Time to add even more candles to life's birthday cake – around another 150 million of them, to be precise.
Rocks from northern Canada have shown signs that life was doing its thing about 3.95 billion years ago, setting a new record for fossils while showing biology was more eager to get started on Earth than we had previously suspected.
Researchers from the University of Tokyo made the discovery by analysing the compositions of carbon isotopes in sedimentary rocks from the region of Labrador in Canada's north-east.
The kinds of rocks they analysed date to a period of Earth's history called the Eoarchean, a time between 4 and 3.6 billion years ago when the crust was still new and the atmosphere was heavy and relatively free of oxygen.
As you might expect, there aren't many places on the planet's surface that rocks left over from Eoarchean can still be found. Most have been melted beyond recognition, churned back into the mantle, or weathered into dust.
Of those that do remain, few are good candidates for finding signs of ancient chemistry.
One exception to this rule is a strip of rock in Greenland called the Isua Greenstone Belt. Samples of this rock belt point at the chemical signature of life at least 3.7 billion years ago.
The problem is these same clues hadn't been uncovered in rocks taken from similar Eoarchean sites.
Unlike dinosaur teeth or impressions of ancient leaves, ancient life doesn't leave behind much detail to mark its presence. We're not talking the impressions of slimes or outlines of primitive bacteria.
Instead, these suspected fingerprints of early biochemistry are in the form of graphite and carbonate.
By heating the material and analysing the carbon isotopes they contain, researchers can determine whether they are biogenic – representing the fossilised remains of early cells – or are the result of some geochemical process.
Finding biogenic graphite in some ancient rocks but not others has been a cause to pause.
Fortunately, we can now get back on the case, as researchers have found the graphite in 54 metasedimentary Canadian samples from the same period is in fact the product of living systems.
Not only that, the rocks they're found in are older than the Isua specimens by 150 million years, suggesting life was busy rearranging carbon atoms a mere half a billion years after Earth settled into shape.
They paid close attention to the consistency between the crystallisation temperatures of the graphite and the temperatures that heated the sedimentary rock, ruling out contamination at some later date.
Given the 'remains' are little more than chemical shadows of graphite and carbonate, they don't tell us a whole lot about the nature of the organisms that left them behind. At least not on their own.

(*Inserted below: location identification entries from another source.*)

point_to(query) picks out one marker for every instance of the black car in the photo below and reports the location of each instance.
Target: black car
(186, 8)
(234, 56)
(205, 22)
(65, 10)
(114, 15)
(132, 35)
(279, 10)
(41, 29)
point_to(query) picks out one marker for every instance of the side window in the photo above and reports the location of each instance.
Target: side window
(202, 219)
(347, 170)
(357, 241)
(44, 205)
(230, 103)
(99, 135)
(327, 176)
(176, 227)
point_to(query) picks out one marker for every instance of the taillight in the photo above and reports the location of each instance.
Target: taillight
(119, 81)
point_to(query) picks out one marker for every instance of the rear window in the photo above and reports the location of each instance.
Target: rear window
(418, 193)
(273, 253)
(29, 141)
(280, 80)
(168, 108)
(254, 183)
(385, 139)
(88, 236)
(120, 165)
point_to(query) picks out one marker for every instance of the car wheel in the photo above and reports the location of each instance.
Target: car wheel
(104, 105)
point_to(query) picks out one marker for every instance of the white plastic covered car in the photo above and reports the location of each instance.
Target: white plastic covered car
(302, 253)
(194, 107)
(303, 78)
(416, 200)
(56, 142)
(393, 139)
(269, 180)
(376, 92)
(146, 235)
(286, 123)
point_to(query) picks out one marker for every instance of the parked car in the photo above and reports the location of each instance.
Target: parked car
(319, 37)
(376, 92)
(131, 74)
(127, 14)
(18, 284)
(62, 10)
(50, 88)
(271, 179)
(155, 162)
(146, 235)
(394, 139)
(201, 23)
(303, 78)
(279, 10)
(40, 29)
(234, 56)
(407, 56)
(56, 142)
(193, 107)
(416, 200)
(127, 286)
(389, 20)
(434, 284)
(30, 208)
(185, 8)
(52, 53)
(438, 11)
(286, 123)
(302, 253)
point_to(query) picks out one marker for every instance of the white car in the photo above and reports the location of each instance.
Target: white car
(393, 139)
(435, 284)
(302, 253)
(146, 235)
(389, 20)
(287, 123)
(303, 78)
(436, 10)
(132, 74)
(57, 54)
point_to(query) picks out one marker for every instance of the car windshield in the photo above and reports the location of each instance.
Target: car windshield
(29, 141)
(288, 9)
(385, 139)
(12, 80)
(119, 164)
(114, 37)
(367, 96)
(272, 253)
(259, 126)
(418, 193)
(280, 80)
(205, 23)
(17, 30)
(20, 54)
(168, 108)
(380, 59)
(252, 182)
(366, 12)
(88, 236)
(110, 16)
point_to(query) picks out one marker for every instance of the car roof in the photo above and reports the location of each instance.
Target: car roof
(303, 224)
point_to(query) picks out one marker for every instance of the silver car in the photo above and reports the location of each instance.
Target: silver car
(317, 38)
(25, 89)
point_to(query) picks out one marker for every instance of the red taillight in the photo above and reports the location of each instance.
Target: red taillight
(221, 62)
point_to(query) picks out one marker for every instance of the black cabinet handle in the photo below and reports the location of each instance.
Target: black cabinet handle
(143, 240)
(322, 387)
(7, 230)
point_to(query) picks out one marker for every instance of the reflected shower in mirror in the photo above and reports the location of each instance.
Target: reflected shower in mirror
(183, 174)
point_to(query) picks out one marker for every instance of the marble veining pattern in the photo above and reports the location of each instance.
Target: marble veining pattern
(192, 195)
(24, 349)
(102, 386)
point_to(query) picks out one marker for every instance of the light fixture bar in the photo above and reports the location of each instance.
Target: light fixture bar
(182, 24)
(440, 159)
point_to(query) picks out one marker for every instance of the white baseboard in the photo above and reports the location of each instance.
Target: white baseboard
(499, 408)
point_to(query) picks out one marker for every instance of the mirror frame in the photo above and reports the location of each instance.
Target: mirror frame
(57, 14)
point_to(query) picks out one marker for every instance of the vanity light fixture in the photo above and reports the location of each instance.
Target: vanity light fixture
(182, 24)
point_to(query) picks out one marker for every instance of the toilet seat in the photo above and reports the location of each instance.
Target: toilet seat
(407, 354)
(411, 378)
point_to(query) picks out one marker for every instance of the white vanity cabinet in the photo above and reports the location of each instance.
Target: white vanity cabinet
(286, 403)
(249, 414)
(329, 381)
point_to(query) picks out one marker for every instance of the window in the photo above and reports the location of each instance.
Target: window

But they do fit into a bigger picture of how life might have evolved here, while suggesting the hostile conditions of our new-born planet did little to impede the march of life.
That bodes well for our search for living systems on other bodies in our Solar System and beyond.
How ancient life both on Earth and elsewhere functions is still a perplexing mystery.
One theory is that it began largely as competing strands of RNA that folded and recombined until some pockets of nucleic acid soup could co-opt other useful chemical processes.
Others think metabolism-like processes were well underway early in Earth's history, and replicating nucleic acids joined later.
Earlier this year, Australian researchers found hints of life in ancient hot spring deposits dating back to 3.48 billion years ago, posing questions about whether life might have had its starts in less oceanic environments.
It's even possible that today's biosphere stuttered into existence after a series of extinctions and rapid restarts.
For all of the questions that remain, we can be fairly confident that the chemistry of life has been affecting our planet's development practically from the very beginning.
Life among the stars seems more inevitable than ever.
This research was published in Nature.